Self-employed Utahns owe two distinct taxes on their profit: the 15.3% federal self-employment (SE) tax for Social Security and Medicare, and Utah’s flat 4.55% state income tax. This calculator combines both, correctly applying the 92.35% SE base and the deductible half-of-SE-tax adjustment so you can plan quarterly estimated payments.
How it works
The calculation proceeds in order:
- SE tax base. Multiply net self-employment income by
92.35%to get the SE tax base (the Social Security wage base caps the 12.4% portion). - Federal SE tax. Apply
15.3%(12.4% Social Security up to the wage base plus 2.9% Medicare on all of it). - Half-SE deduction. Subtract half of the SE tax from net income — this is deductible against income tax.
- Utah income tax. Apply Utah’s flat
4.55%to the income after the half-SE deduction.

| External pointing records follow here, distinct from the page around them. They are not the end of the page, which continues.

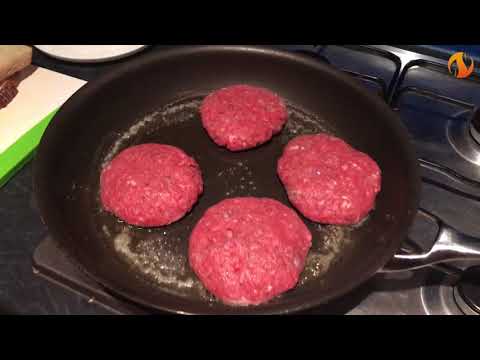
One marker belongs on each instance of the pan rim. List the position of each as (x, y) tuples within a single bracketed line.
[(143, 60)]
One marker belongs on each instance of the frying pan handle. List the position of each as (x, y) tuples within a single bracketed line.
[(450, 245)]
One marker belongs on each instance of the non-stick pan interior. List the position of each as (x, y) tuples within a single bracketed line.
[(157, 101)]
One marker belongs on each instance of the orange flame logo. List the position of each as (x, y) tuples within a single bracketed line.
[(461, 71)]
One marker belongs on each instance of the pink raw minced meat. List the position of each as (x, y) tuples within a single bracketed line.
[(327, 180), (150, 185), (242, 117), (248, 250)]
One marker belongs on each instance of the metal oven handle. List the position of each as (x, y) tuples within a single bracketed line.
[(450, 245)]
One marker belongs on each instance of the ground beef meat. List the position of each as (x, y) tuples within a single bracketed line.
[(327, 180), (241, 117), (248, 250), (150, 185)]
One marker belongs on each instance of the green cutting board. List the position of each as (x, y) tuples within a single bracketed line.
[(13, 159)]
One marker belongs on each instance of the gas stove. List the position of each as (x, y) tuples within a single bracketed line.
[(440, 112)]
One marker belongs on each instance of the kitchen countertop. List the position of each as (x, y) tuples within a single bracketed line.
[(21, 230)]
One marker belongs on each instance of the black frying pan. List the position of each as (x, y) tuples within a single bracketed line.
[(155, 98)]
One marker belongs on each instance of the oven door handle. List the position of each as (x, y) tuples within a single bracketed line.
[(450, 245)]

Your total is federal SE tax + Utah state income tax.
Tips and example
On $80,000 of net self-employment income, the SE base is 80,000 x 0.9235 = $73,880, and the SE tax is 73,880 x 15.3% ≈ $11,304. Half of that, about $5,652, is deducted, leaving roughly $74,348 for Utah tax: 74,348 x 4.55% ≈ $3,383. Combined, that is about $14,687 before federal income tax.
Because no employer withholds these amounts, set aside money each quarter. Pair this with a federal income-tax estimate to size your total quarterly payments accurately.